Cutting off the spent flower heads on a coneflower encourages the plant to produce more flowers a couple weeks later. As the first flush of flowers wane, cutting off the withering flowers focuses plant energy into the younger side flower buds. Otherwise, the plant expends resources to create seeds. Trimming off the old flowers also keeps the coneflower looking tidy and fresh, rather than displaying brown flower heads and drying stems.
Examine the coneflower before you do any trimming or cutting. When you deadhead a plant, you only want to remove the old flower and its stem. Avoid arbitrarily hacking back stems as you remove tissues that soon would have produced flowers.
Trace the dead flower head down its stem. Make the pruning cut one-quarter to one-half inch above a lower branching junction where other flower stems arise. Or, make the cut just above a lower leaf. New leaf or flower buds arise from the bases of the leaves near the top of the coneflower plant.
As summer winds down and coneflowers continue to produce flowers, it may be worthwhile to reduce deadheading from September onward. Let some old flowers brown and mature into ripe seed heads. Coneflower seeds make a delicious and convenient meal for various small songbirds, such as the American goldfinch.
While the birds may not immediately visit old seed heads for food, as the first frosts arrive and winter approaches, the birds will visit the coneflowers more for food.
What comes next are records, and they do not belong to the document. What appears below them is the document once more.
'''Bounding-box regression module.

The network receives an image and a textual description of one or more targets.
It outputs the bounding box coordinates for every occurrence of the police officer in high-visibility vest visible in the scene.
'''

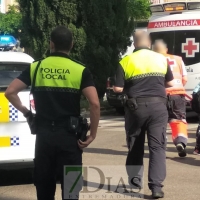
[153,39,188,157]
[5,26,100,200]
[113,31,174,199]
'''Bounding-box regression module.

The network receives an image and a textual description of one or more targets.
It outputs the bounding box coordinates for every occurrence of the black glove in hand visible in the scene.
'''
[24,111,37,135]
[24,110,32,118]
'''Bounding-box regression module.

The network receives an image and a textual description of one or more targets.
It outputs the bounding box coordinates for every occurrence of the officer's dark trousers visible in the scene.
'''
[125,101,168,192]
[196,114,200,148]
[33,124,82,200]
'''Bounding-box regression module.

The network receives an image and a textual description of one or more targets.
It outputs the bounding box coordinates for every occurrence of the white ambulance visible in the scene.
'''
[148,0,200,104]
[0,52,35,168]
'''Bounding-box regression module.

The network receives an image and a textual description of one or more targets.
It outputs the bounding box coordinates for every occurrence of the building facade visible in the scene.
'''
[0,0,17,13]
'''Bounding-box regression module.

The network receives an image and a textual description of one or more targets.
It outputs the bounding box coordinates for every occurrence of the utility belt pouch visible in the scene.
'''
[126,98,138,111]
[120,94,128,106]
[69,116,90,142]
[69,116,80,132]
[76,116,90,142]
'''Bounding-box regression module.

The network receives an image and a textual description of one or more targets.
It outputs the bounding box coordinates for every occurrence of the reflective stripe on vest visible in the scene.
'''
[30,56,84,92]
[120,49,167,80]
[165,54,185,95]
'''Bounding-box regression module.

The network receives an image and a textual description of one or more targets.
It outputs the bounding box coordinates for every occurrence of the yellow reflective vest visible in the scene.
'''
[30,55,84,92]
[120,49,168,81]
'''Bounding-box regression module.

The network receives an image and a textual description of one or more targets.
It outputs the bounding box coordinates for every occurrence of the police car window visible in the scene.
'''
[150,31,175,54]
[174,30,200,66]
[0,64,28,88]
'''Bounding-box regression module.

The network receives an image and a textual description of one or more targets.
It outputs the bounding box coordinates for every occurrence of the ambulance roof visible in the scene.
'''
[151,0,200,6]
[0,52,34,63]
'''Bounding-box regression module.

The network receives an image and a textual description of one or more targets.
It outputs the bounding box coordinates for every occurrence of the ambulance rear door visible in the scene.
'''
[148,14,200,97]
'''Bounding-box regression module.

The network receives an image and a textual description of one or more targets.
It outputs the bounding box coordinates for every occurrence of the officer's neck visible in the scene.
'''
[161,52,168,56]
[135,46,150,49]
[56,51,69,55]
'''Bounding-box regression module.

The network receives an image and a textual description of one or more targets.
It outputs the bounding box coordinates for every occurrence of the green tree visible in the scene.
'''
[127,0,150,30]
[79,0,135,96]
[17,0,150,96]
[17,0,86,59]
[128,0,150,21]
[0,5,22,38]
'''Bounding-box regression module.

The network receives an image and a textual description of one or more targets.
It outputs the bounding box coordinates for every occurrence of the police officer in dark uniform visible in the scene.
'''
[5,26,100,200]
[113,31,174,199]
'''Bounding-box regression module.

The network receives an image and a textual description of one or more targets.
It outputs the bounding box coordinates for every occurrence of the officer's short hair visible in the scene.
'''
[133,31,150,44]
[51,26,73,52]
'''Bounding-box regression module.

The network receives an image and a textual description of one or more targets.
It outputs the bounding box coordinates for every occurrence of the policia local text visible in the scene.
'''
[40,68,70,80]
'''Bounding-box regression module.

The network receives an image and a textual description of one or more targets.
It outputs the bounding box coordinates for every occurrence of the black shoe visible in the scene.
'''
[152,191,164,199]
[176,143,187,157]
[193,146,200,155]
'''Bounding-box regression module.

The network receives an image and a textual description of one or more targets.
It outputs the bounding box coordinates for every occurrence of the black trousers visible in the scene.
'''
[196,114,200,148]
[125,101,168,192]
[33,124,82,200]
[167,94,187,146]
[168,94,186,120]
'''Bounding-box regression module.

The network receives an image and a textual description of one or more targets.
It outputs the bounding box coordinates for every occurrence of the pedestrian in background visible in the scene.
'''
[153,40,188,157]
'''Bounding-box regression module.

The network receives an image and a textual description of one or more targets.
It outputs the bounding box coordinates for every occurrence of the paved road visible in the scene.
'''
[0,115,200,200]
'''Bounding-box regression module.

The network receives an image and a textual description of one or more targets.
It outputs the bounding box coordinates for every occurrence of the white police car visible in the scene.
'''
[0,52,35,168]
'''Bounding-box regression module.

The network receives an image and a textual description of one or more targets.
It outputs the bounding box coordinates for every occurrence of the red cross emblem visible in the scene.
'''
[182,38,199,58]
[166,57,176,71]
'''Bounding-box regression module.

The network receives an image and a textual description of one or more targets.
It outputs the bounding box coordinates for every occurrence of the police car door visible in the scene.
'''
[0,61,36,166]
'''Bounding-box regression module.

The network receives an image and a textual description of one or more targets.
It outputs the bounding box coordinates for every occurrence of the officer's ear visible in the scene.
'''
[50,41,55,53]
[70,41,74,51]
[147,38,152,49]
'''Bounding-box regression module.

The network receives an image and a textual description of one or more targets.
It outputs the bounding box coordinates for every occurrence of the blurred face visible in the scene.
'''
[153,42,168,54]
[133,37,151,49]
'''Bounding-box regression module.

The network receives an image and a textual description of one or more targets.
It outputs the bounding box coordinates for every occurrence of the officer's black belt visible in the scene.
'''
[36,117,71,127]
[136,97,167,104]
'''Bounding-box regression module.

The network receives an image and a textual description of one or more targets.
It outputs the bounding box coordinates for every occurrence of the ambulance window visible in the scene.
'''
[0,64,28,89]
[174,30,200,66]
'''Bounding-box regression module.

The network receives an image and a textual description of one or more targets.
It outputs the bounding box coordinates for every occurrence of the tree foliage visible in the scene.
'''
[17,0,86,59]
[0,5,22,38]
[79,0,135,96]
[17,0,150,96]
[128,0,150,21]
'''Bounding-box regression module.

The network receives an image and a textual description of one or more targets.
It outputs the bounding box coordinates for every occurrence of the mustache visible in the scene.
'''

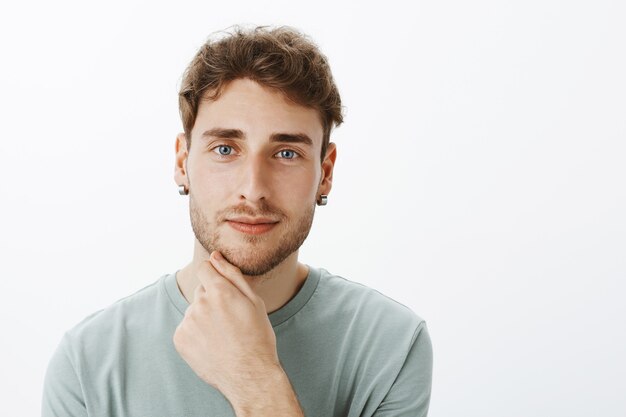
[221,203,282,221]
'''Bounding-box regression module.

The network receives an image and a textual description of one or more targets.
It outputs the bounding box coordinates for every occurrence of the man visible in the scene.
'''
[42,25,433,417]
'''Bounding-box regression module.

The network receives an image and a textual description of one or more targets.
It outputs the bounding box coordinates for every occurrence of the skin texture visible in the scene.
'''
[172,78,337,414]
[173,77,336,313]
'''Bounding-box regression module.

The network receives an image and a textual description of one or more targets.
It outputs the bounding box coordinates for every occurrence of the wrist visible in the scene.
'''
[228,367,304,417]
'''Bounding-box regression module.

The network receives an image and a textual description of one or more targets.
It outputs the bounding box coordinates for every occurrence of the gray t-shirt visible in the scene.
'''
[42,264,432,417]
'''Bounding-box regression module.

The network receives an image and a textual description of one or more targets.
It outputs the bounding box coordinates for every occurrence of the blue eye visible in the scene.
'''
[209,144,300,160]
[279,150,297,159]
[215,145,233,156]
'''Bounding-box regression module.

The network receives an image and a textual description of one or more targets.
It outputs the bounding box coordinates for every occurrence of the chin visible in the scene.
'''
[221,249,287,277]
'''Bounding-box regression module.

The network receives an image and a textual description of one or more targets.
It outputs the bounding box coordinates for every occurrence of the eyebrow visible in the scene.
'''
[201,128,313,147]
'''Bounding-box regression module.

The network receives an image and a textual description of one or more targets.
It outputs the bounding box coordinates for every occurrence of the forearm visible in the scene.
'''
[226,367,305,417]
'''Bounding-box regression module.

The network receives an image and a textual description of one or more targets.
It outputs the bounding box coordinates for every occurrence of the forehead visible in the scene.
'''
[192,78,324,146]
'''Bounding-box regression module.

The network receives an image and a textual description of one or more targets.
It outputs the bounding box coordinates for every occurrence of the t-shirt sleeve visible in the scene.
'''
[41,333,88,417]
[372,321,433,417]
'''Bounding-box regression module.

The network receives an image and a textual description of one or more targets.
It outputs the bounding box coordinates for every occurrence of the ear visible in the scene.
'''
[318,142,337,197]
[174,132,190,189]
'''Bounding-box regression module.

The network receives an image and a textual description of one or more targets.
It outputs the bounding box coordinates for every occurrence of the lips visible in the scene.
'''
[227,217,279,225]
[227,220,278,235]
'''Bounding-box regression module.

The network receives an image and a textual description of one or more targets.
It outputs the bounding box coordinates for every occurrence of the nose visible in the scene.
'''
[237,153,272,204]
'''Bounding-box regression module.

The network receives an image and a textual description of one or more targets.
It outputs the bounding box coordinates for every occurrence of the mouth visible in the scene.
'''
[226,220,279,235]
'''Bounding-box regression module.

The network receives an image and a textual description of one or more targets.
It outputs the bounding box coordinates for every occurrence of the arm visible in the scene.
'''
[372,321,433,417]
[227,366,305,417]
[41,333,88,417]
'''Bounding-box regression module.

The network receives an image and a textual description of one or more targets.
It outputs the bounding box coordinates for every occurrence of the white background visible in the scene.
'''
[1,1,625,416]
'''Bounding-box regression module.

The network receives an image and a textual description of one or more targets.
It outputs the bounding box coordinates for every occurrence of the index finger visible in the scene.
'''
[195,259,242,299]
[208,251,259,305]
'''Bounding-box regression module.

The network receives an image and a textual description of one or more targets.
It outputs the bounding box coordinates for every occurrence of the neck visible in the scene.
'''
[175,240,309,314]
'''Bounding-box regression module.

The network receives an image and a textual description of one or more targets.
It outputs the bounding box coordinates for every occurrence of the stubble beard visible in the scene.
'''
[189,192,316,276]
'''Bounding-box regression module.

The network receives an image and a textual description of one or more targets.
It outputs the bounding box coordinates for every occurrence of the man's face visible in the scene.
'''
[180,78,331,276]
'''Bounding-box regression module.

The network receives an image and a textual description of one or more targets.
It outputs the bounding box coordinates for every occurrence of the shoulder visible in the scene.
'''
[315,267,427,339]
[309,267,432,413]
[63,275,167,353]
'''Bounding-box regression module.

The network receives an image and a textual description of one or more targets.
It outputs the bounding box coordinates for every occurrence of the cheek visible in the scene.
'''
[281,168,318,197]
[188,159,231,189]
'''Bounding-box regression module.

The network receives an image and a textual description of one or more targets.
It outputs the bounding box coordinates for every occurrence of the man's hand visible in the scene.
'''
[173,250,281,400]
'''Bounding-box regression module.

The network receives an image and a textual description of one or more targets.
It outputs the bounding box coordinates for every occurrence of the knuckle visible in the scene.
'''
[195,293,209,307]
[210,289,235,304]
[207,280,231,295]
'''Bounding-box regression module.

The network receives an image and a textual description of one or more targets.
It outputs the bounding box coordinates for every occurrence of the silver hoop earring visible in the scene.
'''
[178,185,189,195]
[317,194,328,206]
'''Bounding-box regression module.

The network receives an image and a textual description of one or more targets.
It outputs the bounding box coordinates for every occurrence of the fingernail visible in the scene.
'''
[212,251,222,260]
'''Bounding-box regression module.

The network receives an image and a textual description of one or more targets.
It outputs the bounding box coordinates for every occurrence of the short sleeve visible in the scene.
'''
[41,333,88,417]
[372,321,433,417]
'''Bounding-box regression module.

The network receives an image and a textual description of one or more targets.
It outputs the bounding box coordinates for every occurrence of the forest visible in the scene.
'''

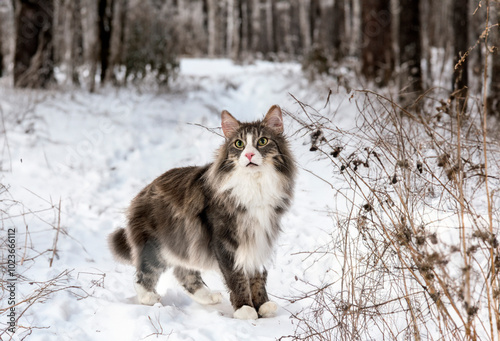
[0,0,498,113]
[1,0,500,340]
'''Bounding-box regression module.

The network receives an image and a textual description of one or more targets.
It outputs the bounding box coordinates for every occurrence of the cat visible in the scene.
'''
[108,105,296,320]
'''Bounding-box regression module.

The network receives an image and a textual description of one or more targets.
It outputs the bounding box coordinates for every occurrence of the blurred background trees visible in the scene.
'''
[13,0,55,88]
[360,0,393,87]
[0,0,498,115]
[398,0,422,107]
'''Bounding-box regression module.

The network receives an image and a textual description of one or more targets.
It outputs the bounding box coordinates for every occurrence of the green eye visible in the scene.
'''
[258,137,269,146]
[234,139,245,149]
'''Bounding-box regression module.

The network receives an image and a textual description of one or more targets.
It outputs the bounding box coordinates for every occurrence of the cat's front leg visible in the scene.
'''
[250,268,278,318]
[215,249,257,319]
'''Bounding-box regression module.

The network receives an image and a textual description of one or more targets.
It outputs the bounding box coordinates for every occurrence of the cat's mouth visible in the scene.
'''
[246,162,259,168]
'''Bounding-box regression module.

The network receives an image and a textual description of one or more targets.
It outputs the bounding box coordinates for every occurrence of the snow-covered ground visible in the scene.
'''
[0,59,357,340]
[4,57,498,341]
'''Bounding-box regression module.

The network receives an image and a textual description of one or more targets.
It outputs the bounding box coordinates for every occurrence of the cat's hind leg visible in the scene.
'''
[135,239,167,305]
[173,267,222,305]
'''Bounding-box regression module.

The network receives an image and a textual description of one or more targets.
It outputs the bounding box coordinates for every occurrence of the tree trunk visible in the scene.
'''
[452,0,469,104]
[207,0,223,56]
[239,0,250,56]
[271,0,280,55]
[360,0,393,86]
[287,0,302,56]
[273,1,290,55]
[14,0,55,88]
[348,0,361,56]
[106,0,127,83]
[98,0,114,84]
[227,0,234,57]
[53,0,63,65]
[487,2,500,117]
[82,0,99,92]
[71,0,83,84]
[265,0,275,54]
[309,0,321,45]
[298,0,311,53]
[250,0,261,53]
[399,0,423,107]
[229,0,243,60]
[58,0,82,85]
[332,0,346,61]
[0,16,3,78]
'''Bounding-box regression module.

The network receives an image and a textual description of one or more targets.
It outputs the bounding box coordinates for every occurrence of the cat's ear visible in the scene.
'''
[263,105,284,134]
[221,110,240,137]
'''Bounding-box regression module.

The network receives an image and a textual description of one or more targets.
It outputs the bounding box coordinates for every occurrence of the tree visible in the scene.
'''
[332,0,346,61]
[80,0,99,92]
[98,0,114,83]
[0,16,3,78]
[487,1,500,117]
[227,0,238,59]
[399,0,423,107]
[123,0,179,84]
[250,0,261,53]
[57,0,83,85]
[106,0,128,83]
[264,0,276,55]
[207,0,225,56]
[452,0,469,105]
[298,0,311,53]
[309,0,321,46]
[278,0,302,56]
[14,0,55,88]
[360,0,393,86]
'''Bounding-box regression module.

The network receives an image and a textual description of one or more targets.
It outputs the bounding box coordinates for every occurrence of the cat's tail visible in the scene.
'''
[108,228,133,263]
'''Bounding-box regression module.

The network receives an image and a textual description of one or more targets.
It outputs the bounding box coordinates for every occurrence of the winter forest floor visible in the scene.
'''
[1,59,500,341]
[0,59,351,341]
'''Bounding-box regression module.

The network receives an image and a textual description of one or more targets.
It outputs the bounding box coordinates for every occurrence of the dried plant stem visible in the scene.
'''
[481,2,499,340]
[49,198,62,268]
[455,93,474,339]
[402,271,421,341]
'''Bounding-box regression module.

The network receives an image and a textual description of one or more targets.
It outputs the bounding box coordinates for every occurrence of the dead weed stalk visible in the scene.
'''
[285,89,500,340]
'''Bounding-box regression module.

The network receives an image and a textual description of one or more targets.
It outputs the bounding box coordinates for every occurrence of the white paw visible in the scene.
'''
[138,291,161,305]
[190,287,223,305]
[258,301,278,318]
[233,305,258,320]
[135,282,161,306]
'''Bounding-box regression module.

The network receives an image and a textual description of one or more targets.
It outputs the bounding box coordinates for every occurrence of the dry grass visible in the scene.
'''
[283,89,500,340]
[0,185,87,340]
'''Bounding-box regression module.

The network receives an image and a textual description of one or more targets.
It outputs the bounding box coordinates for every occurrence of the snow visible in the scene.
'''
[4,57,497,340]
[0,58,352,340]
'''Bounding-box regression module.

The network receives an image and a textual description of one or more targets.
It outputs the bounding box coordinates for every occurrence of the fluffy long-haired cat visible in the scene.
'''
[109,105,296,319]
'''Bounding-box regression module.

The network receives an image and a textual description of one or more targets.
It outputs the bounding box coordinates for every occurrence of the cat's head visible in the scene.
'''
[218,105,294,177]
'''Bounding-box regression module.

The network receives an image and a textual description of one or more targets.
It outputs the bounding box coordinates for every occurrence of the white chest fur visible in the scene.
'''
[220,162,284,208]
[219,163,285,274]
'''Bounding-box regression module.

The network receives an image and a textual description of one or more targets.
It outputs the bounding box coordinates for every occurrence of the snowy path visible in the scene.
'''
[1,59,353,340]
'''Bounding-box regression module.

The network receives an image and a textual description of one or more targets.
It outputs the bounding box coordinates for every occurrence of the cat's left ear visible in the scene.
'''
[263,105,284,134]
[221,110,240,138]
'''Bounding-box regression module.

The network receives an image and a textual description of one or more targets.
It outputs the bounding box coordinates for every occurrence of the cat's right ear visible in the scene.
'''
[221,110,240,138]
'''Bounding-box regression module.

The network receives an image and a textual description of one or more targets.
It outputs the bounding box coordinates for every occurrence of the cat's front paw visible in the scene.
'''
[233,305,258,320]
[258,301,278,318]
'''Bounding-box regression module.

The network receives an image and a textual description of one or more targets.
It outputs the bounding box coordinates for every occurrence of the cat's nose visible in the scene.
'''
[245,152,255,161]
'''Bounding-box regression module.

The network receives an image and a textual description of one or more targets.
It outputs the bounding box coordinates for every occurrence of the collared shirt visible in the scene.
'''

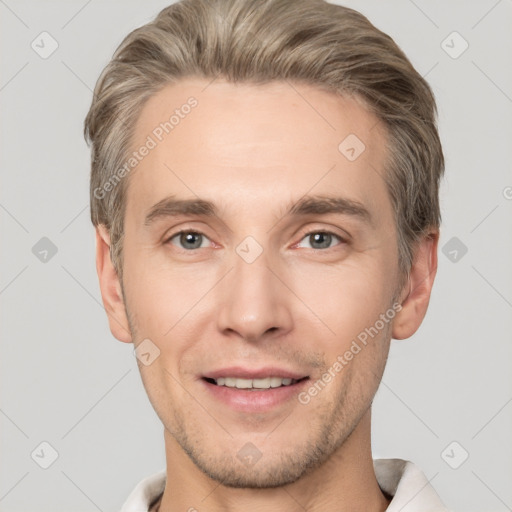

Purple coneflowers don’t tend to produce as timely a production of new growth or reblooming when they are severely cut back. Other summer-blooming perennials, however, do grow quickly and flower again after the entire plant height is cut back by one-third to one-half. Tickseed and garden phlox look much better when cut back after they complete their first flowering display. Coneflowers do not.
If you do cut back coneflowers after their first flowering, the amount of time it takes the plant to regrow leaves and stems often causes any resulting flowers to occur too close to the first fall frost. You end up with a reduced flowering display overall that year.